DNA-BINDING DOMAIN OF OmpR, A DIFFICULT STRUCTURE DETERMINATION. Erik Martínez-Hackert*, Helen Berman* and Ann Stock&#, CABM, *Dept. of Chem., Rutgers. Univ., &Dept. of Biochem., UMDNJ & #HHMI
Escherichia coli respond to changes in osmotic pressure by altering the expression of two porin proteins, OmpF and OmpC, located in the outer membrane. The differential expression of the ompF and ompC genes is regulated by two proteins that belong to the ubiquitous two component family of regulatory proteins, the histidine kinase, EnvZ, and the response regulator, OmpR. Response regulator proteins are characterized by a conserved regulatory domain of approximately 130 amino acids and often contain a C-terminal effector domain. The N-terminal domain catalyzes transfer of a phosphoryl group from the histidine kinase. The activity of the C-terminal or downstream effector domain is controlled by the phosphorylation state of the regulatory domain. Response regulators are in many cases transcription factors with the C-terminal end comprising a DNA recognition domain.OmpR belongs to a family of at least 40 homologous response regulators with a DNA-binding domain of approximately 110 amino acids. This group of transcription factors does not have sequence homology with DNA-binding proteins of known three-dimensional structure, thus a novel DNA-binding motif might be expected. The structure determination of the C-terminal domain of OmpR, OmpRc, should define a protein fold and provide insight regarding DNA recognition and perhaps the mechanism of transcriptional regulation for a large family of transcription factors.

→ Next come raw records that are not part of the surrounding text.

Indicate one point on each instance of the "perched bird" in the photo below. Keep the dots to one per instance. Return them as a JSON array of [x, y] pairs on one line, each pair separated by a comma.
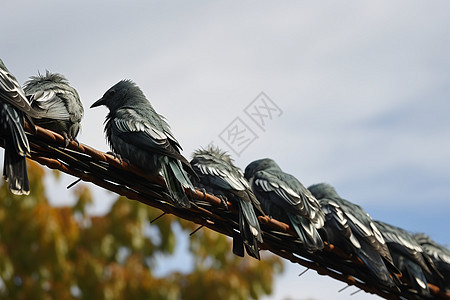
[[408, 256], [137, 133], [219, 176], [441, 259], [350, 228], [283, 197], [57, 103], [13, 106]]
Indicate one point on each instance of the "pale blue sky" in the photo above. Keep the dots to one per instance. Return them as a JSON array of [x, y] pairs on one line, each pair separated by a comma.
[[363, 87]]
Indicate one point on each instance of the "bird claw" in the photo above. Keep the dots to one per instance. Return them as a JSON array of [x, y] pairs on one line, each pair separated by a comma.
[[66, 140], [224, 201], [204, 192]]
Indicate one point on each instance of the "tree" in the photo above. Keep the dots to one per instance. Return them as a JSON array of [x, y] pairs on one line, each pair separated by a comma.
[[63, 253]]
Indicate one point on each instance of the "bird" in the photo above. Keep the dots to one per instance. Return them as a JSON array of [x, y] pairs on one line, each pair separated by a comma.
[[283, 197], [57, 103], [408, 256], [219, 176], [14, 107], [138, 134], [440, 256], [350, 228]]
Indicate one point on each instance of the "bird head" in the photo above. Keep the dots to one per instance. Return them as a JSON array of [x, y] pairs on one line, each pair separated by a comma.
[[323, 190], [214, 153], [259, 165], [119, 95]]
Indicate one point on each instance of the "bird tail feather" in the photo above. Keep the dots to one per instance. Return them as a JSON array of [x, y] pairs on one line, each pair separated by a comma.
[[416, 276], [307, 233], [176, 180], [15, 170], [249, 228], [374, 262]]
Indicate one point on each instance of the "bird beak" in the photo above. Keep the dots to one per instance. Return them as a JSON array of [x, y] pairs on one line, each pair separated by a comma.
[[99, 102]]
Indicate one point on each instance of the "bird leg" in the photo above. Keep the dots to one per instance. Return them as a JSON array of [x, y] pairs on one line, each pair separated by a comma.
[[224, 201], [66, 139], [118, 156]]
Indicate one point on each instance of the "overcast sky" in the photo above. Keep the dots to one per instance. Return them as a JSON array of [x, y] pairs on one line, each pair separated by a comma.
[[361, 90]]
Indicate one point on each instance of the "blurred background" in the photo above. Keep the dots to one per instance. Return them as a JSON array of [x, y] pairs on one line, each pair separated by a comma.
[[362, 97]]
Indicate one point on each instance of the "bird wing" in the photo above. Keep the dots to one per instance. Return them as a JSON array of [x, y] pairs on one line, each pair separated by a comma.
[[399, 240], [286, 190], [135, 130], [220, 174], [337, 221]]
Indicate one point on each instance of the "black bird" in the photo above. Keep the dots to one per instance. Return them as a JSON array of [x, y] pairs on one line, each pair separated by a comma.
[[283, 197], [408, 256], [13, 106], [137, 133], [441, 259], [57, 103], [350, 228], [218, 175]]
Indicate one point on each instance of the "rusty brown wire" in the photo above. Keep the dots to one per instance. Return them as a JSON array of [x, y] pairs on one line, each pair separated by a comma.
[[105, 170]]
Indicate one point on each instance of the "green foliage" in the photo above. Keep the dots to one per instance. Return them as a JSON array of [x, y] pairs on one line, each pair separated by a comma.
[[63, 253]]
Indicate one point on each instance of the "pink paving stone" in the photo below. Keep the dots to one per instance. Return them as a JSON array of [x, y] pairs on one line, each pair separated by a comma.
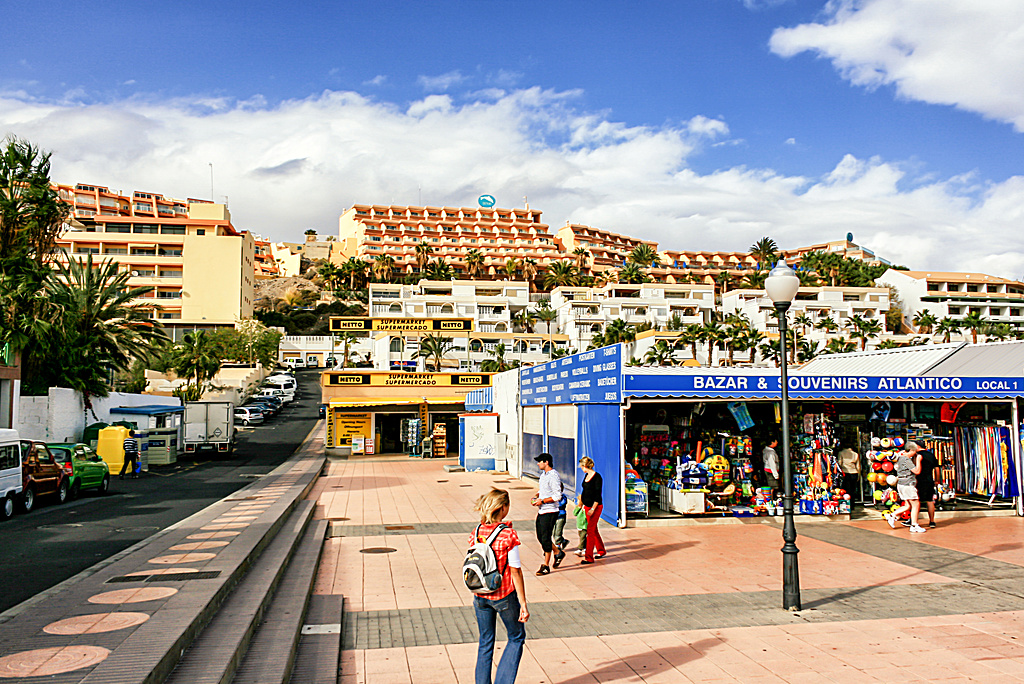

We have obtained two new crystal forms of an OmpR C-terminal fragment that includes amino acids 130-239. Crystals belong to the trigonal spacegroup P3n12 with cell dimensions a=b=54.4 Å, c=130.5 Å and g=120.00. A second crystal form has been obtained by soaking this crystal form in a cryo-buffer and flash-cooling to 108 K in a liquid nitrogen stream. Crystals belong to the trigonal spacegroup P3n12 with cell dimensions a=b=107.8 Å, c=130.5 Å and g=120.00. Both crystal forms diffract to at least 2.3 Å at a synchrotron light source.
We have encountered several difficulties during this structure determination: 1) An exhaustive search for heavy atom derivatives did not produce useful derivatives. 2) Cell axis c can vary more then 2%. 3) SeMet data was collected, but Se could not be positioned. We report a strategy to introduce single-site cysteine mutations for use in heavy atom derivatization. We have successfully collected one heavy atom dataset. Structure determination is in progress.